La quintaesencia de lo madrileño es esa chulería manola que tan resultona aparece en los chistes, como ese de un policía que le comunica a un conductor que su infracción son trescientos euros y dos puntos, a lo que el castizo replica, con su pizca de acentillo insolente: «¿Y qué me das cuando tenga los quince?». A lo cual el municipal, no menos chulapo, le responde: «Una bicicleta». Pero no es caricatura: por ahí debe de andar aún un libro que uno ayudó a editar sin conseguir que se modificara el título que los autores habían dado al relato sobre la protohistoria local, nada menos que «Villaverde antes de la Humanidad». Hay que ser profundamente madrileño, y casi diría que madridista, en el mejor de los sentidos, para mantener el tipo erguido después de una afirmación así. En negro sobre blanco. Resonando en el tiempo.

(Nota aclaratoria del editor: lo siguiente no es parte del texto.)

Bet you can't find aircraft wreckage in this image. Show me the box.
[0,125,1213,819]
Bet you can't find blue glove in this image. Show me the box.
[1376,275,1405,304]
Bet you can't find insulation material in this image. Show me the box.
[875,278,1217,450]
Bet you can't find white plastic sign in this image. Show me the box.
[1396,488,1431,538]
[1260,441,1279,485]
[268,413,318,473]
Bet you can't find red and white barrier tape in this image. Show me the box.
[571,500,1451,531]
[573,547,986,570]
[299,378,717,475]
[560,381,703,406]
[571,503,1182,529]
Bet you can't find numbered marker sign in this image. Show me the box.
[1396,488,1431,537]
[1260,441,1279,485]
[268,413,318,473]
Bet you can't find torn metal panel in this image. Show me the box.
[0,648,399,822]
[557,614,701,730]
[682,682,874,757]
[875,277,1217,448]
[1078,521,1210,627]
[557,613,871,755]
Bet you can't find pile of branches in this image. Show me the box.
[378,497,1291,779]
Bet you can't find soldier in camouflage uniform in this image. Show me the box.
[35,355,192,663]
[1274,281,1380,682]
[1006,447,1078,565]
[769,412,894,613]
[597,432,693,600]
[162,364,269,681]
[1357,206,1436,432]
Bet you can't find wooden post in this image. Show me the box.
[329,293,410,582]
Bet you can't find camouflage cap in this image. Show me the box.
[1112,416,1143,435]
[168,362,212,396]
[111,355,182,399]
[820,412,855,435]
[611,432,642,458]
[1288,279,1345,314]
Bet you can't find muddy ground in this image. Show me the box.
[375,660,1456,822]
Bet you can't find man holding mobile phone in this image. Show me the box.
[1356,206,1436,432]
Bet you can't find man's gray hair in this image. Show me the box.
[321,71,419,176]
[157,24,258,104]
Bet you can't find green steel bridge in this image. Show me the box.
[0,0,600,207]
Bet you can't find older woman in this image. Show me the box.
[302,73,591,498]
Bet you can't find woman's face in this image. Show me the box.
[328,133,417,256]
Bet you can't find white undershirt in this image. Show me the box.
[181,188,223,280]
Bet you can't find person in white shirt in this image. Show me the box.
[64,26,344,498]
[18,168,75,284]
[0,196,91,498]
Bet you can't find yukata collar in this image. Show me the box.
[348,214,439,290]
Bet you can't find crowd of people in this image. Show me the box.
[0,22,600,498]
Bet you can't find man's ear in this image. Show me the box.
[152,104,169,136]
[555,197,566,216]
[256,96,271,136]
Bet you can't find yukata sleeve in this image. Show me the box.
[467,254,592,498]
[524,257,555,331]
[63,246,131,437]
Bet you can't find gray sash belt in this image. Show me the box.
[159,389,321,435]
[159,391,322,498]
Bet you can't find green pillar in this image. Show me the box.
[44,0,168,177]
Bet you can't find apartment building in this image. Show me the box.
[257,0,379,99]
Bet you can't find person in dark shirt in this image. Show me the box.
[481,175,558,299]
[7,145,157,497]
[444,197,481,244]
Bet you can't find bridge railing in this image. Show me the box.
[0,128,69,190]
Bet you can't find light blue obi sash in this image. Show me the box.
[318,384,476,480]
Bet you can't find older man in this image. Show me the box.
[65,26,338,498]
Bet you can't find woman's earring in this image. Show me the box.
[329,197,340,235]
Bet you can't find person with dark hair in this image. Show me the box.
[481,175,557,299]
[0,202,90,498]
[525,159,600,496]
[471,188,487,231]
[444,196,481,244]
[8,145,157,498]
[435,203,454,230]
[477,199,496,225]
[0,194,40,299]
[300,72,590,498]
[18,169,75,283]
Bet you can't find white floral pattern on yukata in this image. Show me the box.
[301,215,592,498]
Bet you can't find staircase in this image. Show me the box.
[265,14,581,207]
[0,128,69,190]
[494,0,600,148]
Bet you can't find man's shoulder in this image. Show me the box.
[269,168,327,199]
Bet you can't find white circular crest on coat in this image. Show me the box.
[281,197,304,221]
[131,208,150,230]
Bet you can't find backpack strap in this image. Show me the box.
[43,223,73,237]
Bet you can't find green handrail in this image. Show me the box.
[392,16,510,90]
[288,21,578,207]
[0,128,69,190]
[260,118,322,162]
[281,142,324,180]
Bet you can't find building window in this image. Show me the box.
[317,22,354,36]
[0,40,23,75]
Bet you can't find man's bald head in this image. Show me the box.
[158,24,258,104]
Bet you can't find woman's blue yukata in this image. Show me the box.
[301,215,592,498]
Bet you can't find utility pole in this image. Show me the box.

Hoy en día los madrileños, como han hecho siempre, abandonan Madrid a la menor ocasión que se les presenta. Viajan mucho, pero no para salir de Madrid sino para llevarlo a los lugares donde se desplazan, como si cada uno fuera una embajada de carne y hueso de ese territorio con su vocación y condena de rompeolas en donde baten todas las Españas. Y de ese modo llevan la modernidad castiza, que es la modernidad corregida por la dehesa, a las tierras con vocación de estación término. León se ha puesto de moda entre ellos. Acaso vienen buscando el cielo.